A few more reasons why San Francisco is a great business travel base:
*AT&T Stadium: More than a few important business decisions have been made with the accompaniment of beer and baseball. AT&T Stadium, with its sweeping water views, is arguably the country's prettiest ball park. Tip: Don't miss the stadium's signature garlic fries. Yankees Stadium sells them now too, but make no mistake - the Giants' HQ were here first.
*Lunch at the Ferry Building: One of the city's most popular tourist sites.

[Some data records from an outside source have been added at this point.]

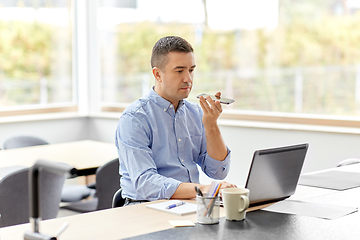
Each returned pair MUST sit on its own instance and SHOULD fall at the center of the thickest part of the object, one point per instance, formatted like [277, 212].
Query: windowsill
[288, 126]
[260, 124]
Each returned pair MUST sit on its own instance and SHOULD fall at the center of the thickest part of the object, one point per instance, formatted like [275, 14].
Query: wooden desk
[136, 220]
[85, 154]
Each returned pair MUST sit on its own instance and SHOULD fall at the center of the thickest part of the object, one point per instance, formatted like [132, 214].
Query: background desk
[143, 223]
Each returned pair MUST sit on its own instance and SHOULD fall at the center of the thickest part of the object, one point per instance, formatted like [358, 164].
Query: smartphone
[221, 100]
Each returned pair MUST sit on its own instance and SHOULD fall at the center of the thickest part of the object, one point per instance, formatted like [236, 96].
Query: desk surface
[81, 154]
[136, 220]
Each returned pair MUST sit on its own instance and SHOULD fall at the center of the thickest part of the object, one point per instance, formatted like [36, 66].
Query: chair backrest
[107, 183]
[14, 196]
[23, 141]
[118, 200]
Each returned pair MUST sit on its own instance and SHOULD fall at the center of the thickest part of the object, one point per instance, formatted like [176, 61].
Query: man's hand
[212, 110]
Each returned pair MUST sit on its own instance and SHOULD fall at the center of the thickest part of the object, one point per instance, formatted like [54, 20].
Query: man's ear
[157, 74]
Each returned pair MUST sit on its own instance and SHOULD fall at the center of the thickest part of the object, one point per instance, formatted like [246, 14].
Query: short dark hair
[165, 45]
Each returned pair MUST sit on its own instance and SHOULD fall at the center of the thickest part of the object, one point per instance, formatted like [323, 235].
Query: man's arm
[216, 147]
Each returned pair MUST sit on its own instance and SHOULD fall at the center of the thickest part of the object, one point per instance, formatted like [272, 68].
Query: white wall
[325, 149]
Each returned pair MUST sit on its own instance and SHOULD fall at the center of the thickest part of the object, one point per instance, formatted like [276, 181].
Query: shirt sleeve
[133, 140]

Dine on Vietnamese at The Slanted Door, excellent burgers at fries at Gott's Roadside, Mediterranean at MarketBar, farm-to-table fare at Boulette's Larder... the list goes on. This is an especially good spot to go if your company is picking up the tab -- meals here tend to be on the pricier side. No corporate account? There are more casual lunch spots as well, including Cowgirl Sidekick and Il Cane Rosso, plus great options for coffee and dessert. Or head to the Farmer's Market on Tuesday and Thursday afternoons and pick up some free samples.
*A Bar with a View: It's no secret that making a business proposition can be a whole lot easier over cocktails. Head to Top of the Mark at The InterContinental Mark Hopkins San Francisco (<bit.ly/SwjN6o>) or Harry Denton's Starlight Room at Sir Francis Drake (<bit.ly/O9oIYj>) for phenomenal city views.
San Francisco does have some drawbacks: Earthquakes; traffic on the Bay Bridge; and the maze of one-way streets in the city proper. But if it weren't for the former, San Francisco might not have become a hub for such innovative architecture; the iconic Transamerica Pyramid, for example, is the tallest building in San Francisco, and still earthquake-proof.
And though the traffic might occasionally be nightmarish, public transportation in the bay area -- while not at the same level as, say, New York City's -- isn't all bad. Bay Area Rapid Transit BART.L gets over 350,000 passengers on average every weekday, and the number of riders on Caltrain is increasing significantly year over year.
The city's adorable cable cars and streetcars aren't just for show -- they're part of the Municipal Railway network, the country's seventh-largest transit system, and are convenient as well as cute. Plus, taxis -- which were once comically scarce -- are now relatively common.